WASHINGTON — The Trump administration wants to turn the International Space Station into a kind of orbiting real-estate venture run not by the government, but by private industry.

The White House plans to stop funding for the station after 2024, ending direct federal support of the orbiting laboratory. But it does not intend to abandon the orbiting laboratory altogether and is working on a transition plan that could turn the station over to the private sector, according to an internal NASA document obtained by The Washington Post.

“The decision to end direct federal support for the ISS in 2025 does not imply that the platform itself will be deorbited at that time — it is possible that industry could continue to operate certain elements or capabilities of the ISS as part of a future commercial platform,” the document states. “NASA will expand international and commercial partnerships over the next seven years in order to ensure continued human access to and presence in low Earth orbit.”

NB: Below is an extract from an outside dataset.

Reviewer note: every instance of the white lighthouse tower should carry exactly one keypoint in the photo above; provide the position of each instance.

In its budget request to be released Monday, the administration would request $150 million in the fiscal year 2019, with more in additional years, “to enable the development and maturation of commercial entities and capabilities which will ensure that commercial successors to the ISS­-potentially including elements of the ISS-are operational when they are needed.”

The plan to privatize the station is likely to run into a wall of opposition, especially since the United States has spent nearly $100 billion to build and operate it. Last week, Sen. Ted Cruz, R-Texas, said he hoped recent reports of NASA’s decision to end funding of the station “prove as unfounded as Bigfoot.” He said the decision was the result of “numbskulls” at the Office of Management and Budget.

“As a fiscal conservative, you know one of the dumbest things you can do is cancel programs after billions in investment when there is still serious usable life ahead,” he said.

When asked about the possibility of a public-private partnership, he said, “I think all of us are open to reasonable proposals that are cost-effective and that are utilizing the investments we made in a way that maximize their effectiveness.”

NASA is currently studying whether the life of the station could be extended to 2028, or beyond, and he said any decision should hinge on that report.

But some questioned who would want to take over the station.

“The ISS is built for science and human exploration; it’s not built for profit-seeking,” said Andrew Rush, the chief executive of Made In Space, a company that uses 3-D printing to manufacture objects on the space station.

Frank Slazer, the vice president of space systems for the Aerospace Industries Association, said the plan also could prove sticky with the station’s international partners.

“It will be very hard to turn ISS into a truly commercial outpost because of the international agreements that the United States is involved in,” he said. “It’s inherently always going to be an international construct that requires U.S. government involvement and multinational cooperation.”

 

Boeing currently operates the station for NASA at a cost of $3 billion to $4 billion annually. Last month, as reports circulated about NASA pulling the plug on the station, Mark Mulqueen, Boeing’s space-station program manager, said “walking away from the International Space Station now would be a mistake, threatening American leadership and hurting the commercial market as well as the scientific community.”